THE Constitution of Zambia (Amendment) Bill, 2019 has been published as Bill 10. Very soon, it will be presented to the parliament of Zambia for debate, consideration, and possible enactment. To say that Bill 10 has significant problems is an understatement. Bill 10 is a disaster and its effect on the constitutional architecture of the republic will be enormously destructive. The Bill needs to be withdrawn. Here is why.
Mixed Member Electoral System
Bill 10 proposes to scrap our current constituency based past-the-post system for the mixed member electoral system (MMES). Zambians have been long advocating for some form of the mixed member electoral system. However, Bill 10 does not quite deliver what the people envisaged or wanted through the Mung’omba Commission. Instead, Bill 10 is so ambiguous about the electoral system being proposed. First, Bill 10 mentions that the new system will be called the “mixed member electoral system” but does not elaborate on what these terms mean. The Bill goes to lengths defining what the word “youth” means in the Constitution while it remains silent on what MMES means. In our opinion, a country’s constitution should be clear and easy to understand. It must be a public document that must be understood by the ordinary person on the Zambian street. MMES requires to be broken down in more manageable concepts for clarity. Second, Bill 10 does not even expand on how the mixed member representation will be achieved in practice. If the goal is to introduce the mixed member system; Bill 10 needs to be more specific about what it is proposing. This critical aspect of the constitution cannot be left to conjecture. Third, if the structure is going to be a mixed system; the constitution must spell out how many constituency-based seats will be maintained and how many proportional seats will be reserved. It is our view that the MMES system must be spelt out in the supreme law of the land.

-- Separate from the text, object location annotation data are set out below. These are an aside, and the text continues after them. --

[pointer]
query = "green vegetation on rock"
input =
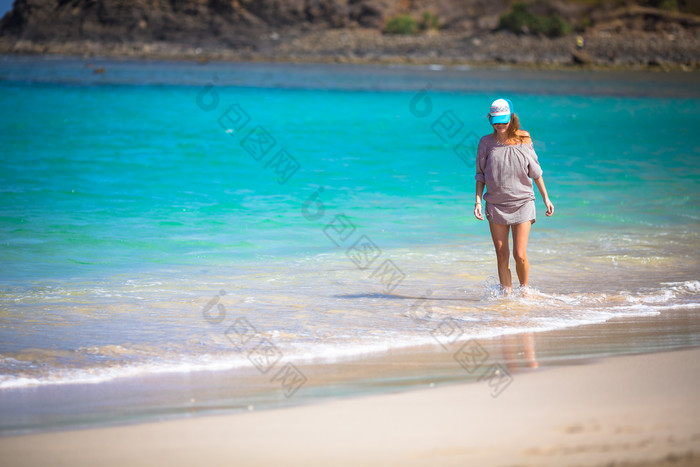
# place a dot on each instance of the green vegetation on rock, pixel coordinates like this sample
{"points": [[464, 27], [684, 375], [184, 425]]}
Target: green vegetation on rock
{"points": [[520, 21]]}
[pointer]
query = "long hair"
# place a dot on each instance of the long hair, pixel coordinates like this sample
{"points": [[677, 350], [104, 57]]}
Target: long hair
{"points": [[513, 128]]}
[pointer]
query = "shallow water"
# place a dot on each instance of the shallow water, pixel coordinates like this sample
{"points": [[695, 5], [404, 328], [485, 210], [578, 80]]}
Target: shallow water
{"points": [[172, 217]]}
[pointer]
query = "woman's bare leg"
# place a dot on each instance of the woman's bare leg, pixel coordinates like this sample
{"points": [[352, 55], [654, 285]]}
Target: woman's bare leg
{"points": [[521, 233], [499, 234]]}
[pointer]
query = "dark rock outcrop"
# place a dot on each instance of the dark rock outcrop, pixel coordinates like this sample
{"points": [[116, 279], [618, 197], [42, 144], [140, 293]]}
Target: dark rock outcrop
{"points": [[347, 31]]}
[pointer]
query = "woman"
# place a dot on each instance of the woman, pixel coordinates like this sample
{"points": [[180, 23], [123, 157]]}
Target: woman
{"points": [[505, 163]]}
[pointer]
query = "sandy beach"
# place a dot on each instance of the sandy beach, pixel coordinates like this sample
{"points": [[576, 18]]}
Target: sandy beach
{"points": [[627, 410]]}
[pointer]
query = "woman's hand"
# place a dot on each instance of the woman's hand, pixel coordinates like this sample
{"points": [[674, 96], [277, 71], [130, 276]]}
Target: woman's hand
{"points": [[550, 207], [477, 211]]}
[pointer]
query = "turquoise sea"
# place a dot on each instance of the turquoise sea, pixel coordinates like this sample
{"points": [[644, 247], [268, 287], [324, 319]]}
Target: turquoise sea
{"points": [[164, 218]]}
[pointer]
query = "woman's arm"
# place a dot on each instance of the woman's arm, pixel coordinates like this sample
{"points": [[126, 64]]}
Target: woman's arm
{"points": [[543, 191], [477, 205]]}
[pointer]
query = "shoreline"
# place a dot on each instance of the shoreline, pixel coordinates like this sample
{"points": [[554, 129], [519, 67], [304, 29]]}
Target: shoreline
{"points": [[189, 396], [625, 410]]}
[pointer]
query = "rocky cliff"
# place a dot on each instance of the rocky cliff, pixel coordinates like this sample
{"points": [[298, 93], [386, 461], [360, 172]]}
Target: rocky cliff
{"points": [[352, 30]]}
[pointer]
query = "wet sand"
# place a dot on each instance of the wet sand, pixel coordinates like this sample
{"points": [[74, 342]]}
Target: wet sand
{"points": [[535, 399]]}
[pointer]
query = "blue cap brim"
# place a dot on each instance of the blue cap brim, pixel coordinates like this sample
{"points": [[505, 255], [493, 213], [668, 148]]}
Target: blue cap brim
{"points": [[499, 119]]}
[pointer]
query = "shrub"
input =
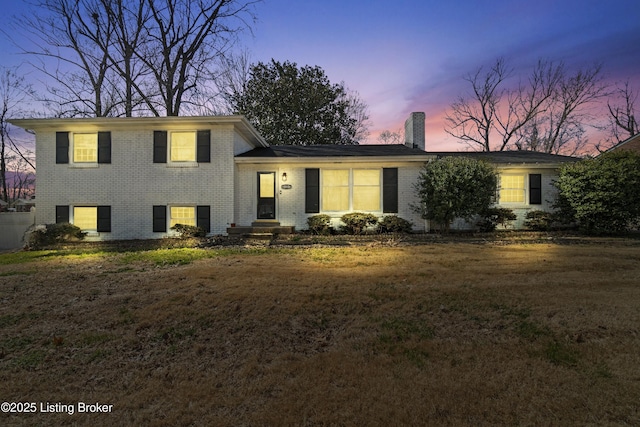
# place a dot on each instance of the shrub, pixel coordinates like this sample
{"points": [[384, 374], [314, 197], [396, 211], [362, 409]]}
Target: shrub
{"points": [[539, 220], [493, 217], [51, 234], [601, 194], [319, 224], [188, 231], [394, 224], [357, 222], [455, 187]]}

Bill 10, being an orgy of contradictions, is not relenting in its disappointment. Zambians (through the Mung’omba Commission) favoured the proportional parliamentary representation system of some kind, and they correctly identified that MMES is the best system to represent minority interests in a democracy. However, Bill 10 goes to lengths in banning minority political participation. For example, it prohibits political parties to be formed based on religion, gender, or region. From a constitutional perspective; proportional representation is the best way to ensure that these minority interests are represented in parliament. It is somewhat contradictory that Bill 10 wishes to introduce MMES, while at the same time banning special interest politicking. This begs the questions: what is Bill 10 trying to achieve exactly? Confusion?
Repealing the Articles
Bill 10 seeks to repeal Articles 69, 70, 71, and 72 of the Constitution of Zambia. These articles outline the composition of Zambia’s parliament and provide for how members of the national assembly are elected. The proposal to repeal these sections means that the constitution of Zambia will not have a provision for how many members of the national assembly Zambia will have. In our view, a country’s written constitution must provide the composition, powers, and limits of each of the branches of government. Bill 10 proposes to abolish how many MPs Zambia will have, qualifications of those MPs, and how those MPs will be elected to the national assembly if any.
Composition of Parliament
Instead of explicitly providing for the composition and powers of the national assembly, Bill 10 proposes to delegate this responsibility to ordinary statutes to be passed by parliament at a later time. This Bill will repeal essential units of our constitution and in their place, replace them with nothing. We are sceptical about whose interests this scenario serves. The people of Zambia will benefit from the certainty that comes from clear guidelines of their parliament’s composition – who will be members, and how those members will be elected to the august assembly. You cannot leave the composition of parliament to guesswork. Doing so is a recipe for anarchy.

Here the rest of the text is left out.